A further source of the unusual high deviation from prediction to the measured data in some solutes could be grounded in the possibility that metastable extraction equilibria could have been measured. As stated in reference 1, due to the high-throughput nature of the experiments not all solvent combinations could be pre-saturated .

Conclusion

We submitted three COSMO-RS based contributios for the SAMPL8 pKa challenge. Since the task was to predict the standard state free energies for the whole protonation equilibrium, our ranked submission was based on a new combined LFER model that covers the acid and the base pKa and can be used for the prediction of the required values (unified model). The macroscopic pKa values were calculated from the standard state free energies and compared with the experimental data. The assignment of the experimental and calculated values was made using the popular transition method. This COSMO-RS approach yields an RMSD deviation of 3.44 log units and is in the second place of the ranked submissions. A different assignment of experimental and calculated values, which depends on the experimental pH dependent solubilities reduces the RMSD to 1.65. We consider this method to be more consistent, as it is not based on the results of the submitted predictions. Besides the unified model we submitted the results of the COSMOtherm pKa and base pKa models. Together with the experiment-based assignment, these models yield and RMSD of 1.42 log units. This deviation is mainly due to the base pKa of SM8-1. The experimental value of this cation-neutral transition could not be confirmed by the re-measurement of Gretz, Czodrowski, Tielker and Kast and the omission of this outlier leads to an RMSD of 0.89. The results show that the separate LFER fits for pKa and base pKa of COSMOtherm are clearly advantageous and recommended for the calculations of the macroscopic pKa. However, if the entire (de)protonation equilibrium needs to be described consistently, a unified model is needed.

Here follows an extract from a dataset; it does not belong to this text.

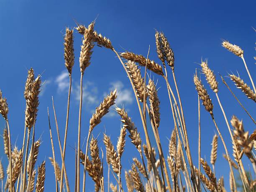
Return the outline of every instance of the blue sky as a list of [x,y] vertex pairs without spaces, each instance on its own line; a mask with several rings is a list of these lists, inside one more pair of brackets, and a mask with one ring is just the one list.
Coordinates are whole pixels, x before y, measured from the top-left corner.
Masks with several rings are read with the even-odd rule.
[[[36,74],[41,74],[44,82],[40,97],[40,105],[36,125],[36,139],[42,141],[37,164],[46,159],[46,191],[54,191],[54,169],[48,160],[52,156],[47,116],[50,108],[54,146],[61,162],[54,121],[51,96],[54,97],[61,136],[64,138],[65,122],[67,84],[68,79],[64,65],[63,37],[65,28],[76,26],[74,20],[88,25],[97,17],[95,29],[109,38],[118,51],[131,51],[146,56],[149,46],[149,57],[160,61],[155,52],[155,29],[163,31],[173,49],[175,58],[175,72],[179,87],[188,129],[190,147],[195,164],[197,161],[197,94],[193,83],[197,63],[201,58],[208,59],[210,67],[215,73],[224,76],[236,73],[250,83],[241,59],[222,47],[222,40],[229,41],[240,46],[253,77],[256,69],[253,56],[256,55],[255,1],[41,1],[0,0],[0,89],[7,97],[10,108],[8,114],[11,129],[12,142],[21,147],[24,125],[25,101],[23,92],[27,69],[33,67]],[[75,33],[74,48],[75,64],[73,70],[73,90],[71,99],[66,164],[69,182],[74,183],[74,151],[77,139],[79,80],[79,57],[82,44],[81,35]],[[82,141],[87,135],[89,121],[95,108],[105,95],[116,87],[119,95],[117,105],[124,105],[138,130],[143,134],[142,124],[138,108],[128,78],[114,54],[105,49],[95,46],[91,65],[86,69],[84,78],[84,102],[82,116]],[[169,70],[169,72],[171,72]],[[170,73],[170,74],[171,73]],[[161,100],[161,122],[159,134],[162,146],[166,156],[169,138],[173,128],[166,85],[162,78],[152,74],[158,80],[159,95]],[[170,76],[171,77],[171,76]],[[206,84],[203,76],[202,79]],[[252,132],[255,125],[241,109],[225,87],[217,77],[219,84],[219,96],[230,120],[235,114],[243,120],[245,128]],[[245,107],[255,116],[252,101],[246,99],[228,78],[226,81]],[[170,80],[171,80],[170,79]],[[172,81],[172,86],[174,88]],[[231,145],[229,133],[215,96],[206,84],[215,105],[214,113],[217,123],[225,139],[229,152]],[[202,108],[202,156],[210,161],[212,137],[216,132],[210,117]],[[93,134],[98,136],[99,145],[105,147],[102,133],[111,135],[114,144],[120,128],[120,117],[113,110],[102,119]],[[4,122],[0,120],[1,132]],[[151,137],[153,139],[152,133]],[[138,156],[134,146],[127,138],[126,146],[122,163],[124,169],[130,169],[132,158]],[[145,140],[144,140],[145,141]],[[223,145],[219,141],[218,158],[215,169],[217,177],[225,177],[228,186],[228,164],[223,160]],[[153,142],[153,145],[156,145]],[[0,148],[4,166],[7,166],[3,148]],[[248,162],[244,158],[245,166],[248,170]],[[105,158],[104,158],[105,159]],[[105,159],[104,159],[104,161]],[[105,171],[107,170],[105,167]],[[123,173],[124,171],[123,171]],[[236,174],[237,173],[236,172]],[[124,177],[124,174],[122,176]],[[105,175],[105,178],[107,176]],[[115,181],[113,177],[111,180]],[[105,180],[107,182],[107,180]],[[92,182],[87,176],[87,191],[93,191]]]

With an RMSD of 1.36 log units the COSMO-RS logD calculations were the most accurate predictions of the SAMPLE 8 challenge. Nevertheless, some predictions show unexpectedly large deviations from the experiment. The discussion of these deviations is difficult, as they depend on several factors. An important factor is the composition of the phases of the bi-phasic systems. In particular, the fraction of polar substance in the un-polar phase, e.g. the DMF fraction of the cyclohexane phase, has a major influence on the distribution coefficients. To avoid the additional error of predicting the phase composition, it is recommended to use the experimental phase composition whenever possible.

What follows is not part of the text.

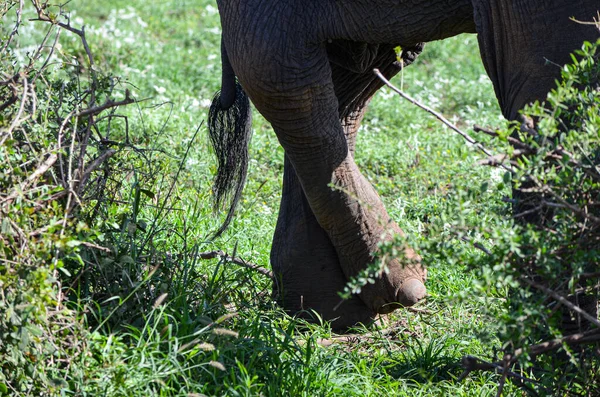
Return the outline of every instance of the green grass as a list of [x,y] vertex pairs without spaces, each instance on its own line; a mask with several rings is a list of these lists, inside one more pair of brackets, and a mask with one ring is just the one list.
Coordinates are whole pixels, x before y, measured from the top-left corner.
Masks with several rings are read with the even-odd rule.
[[[472,374],[462,382],[456,378],[462,372],[463,355],[492,358],[493,349],[500,347],[493,336],[496,324],[486,316],[486,308],[490,302],[500,302],[504,294],[500,290],[481,295],[474,288],[473,268],[485,258],[444,225],[460,217],[474,224],[485,220],[501,225],[506,208],[500,200],[503,191],[496,185],[502,174],[478,165],[481,155],[462,138],[383,89],[364,120],[356,159],[409,241],[427,248],[423,252],[430,296],[417,311],[399,310],[372,330],[357,330],[362,337],[322,346],[320,340],[333,337],[327,324],[302,325],[286,316],[270,302],[270,283],[264,277],[231,263],[194,256],[198,251],[222,249],[269,267],[283,169],[283,151],[273,131],[255,114],[242,204],[229,231],[207,242],[219,224],[211,214],[215,165],[202,125],[220,82],[216,5],[207,0],[126,4],[74,0],[68,7],[76,10],[72,23],[85,24],[98,67],[118,76],[116,99],[127,88],[141,100],[119,112],[129,117],[132,145],[156,150],[150,156],[158,159],[163,175],[136,174],[137,188],[150,192],[148,197],[142,195],[139,206],[133,203],[136,183],[123,180],[122,196],[108,207],[106,219],[117,222],[119,216],[131,216],[133,211],[138,221],[154,225],[151,244],[162,255],[160,271],[165,272],[168,285],[163,287],[169,295],[163,305],[142,313],[135,311],[135,296],[125,301],[121,296],[122,304],[114,312],[94,311],[94,305],[80,296],[93,328],[80,354],[58,372],[51,392],[495,395],[498,377],[493,374]],[[64,51],[84,55],[73,35],[65,32],[61,44]],[[468,131],[475,123],[504,123],[473,35],[426,45],[421,57],[394,83]],[[113,126],[114,139],[124,139],[124,133],[124,125]],[[480,188],[485,183],[489,189]],[[171,188],[168,210],[151,205],[150,196],[160,202]],[[457,207],[462,211],[452,213]],[[135,256],[139,240],[134,244],[122,235],[122,251],[135,263],[143,262]],[[491,244],[486,236],[472,237]],[[428,246],[430,242],[434,246]],[[169,271],[174,278],[167,277]],[[228,313],[234,314],[222,317]]]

Another important point is the dissociation correction for the aqueous phases, which in some cases becomes dominant at the pH values used in SAMPL8. For a more accurate analysis of the deviations of the logD predictions, the experimental error of the pKa values used would have to be known. The same applies to the achievement of phase equilibrium during the high throughput measurements, which may be another source of error.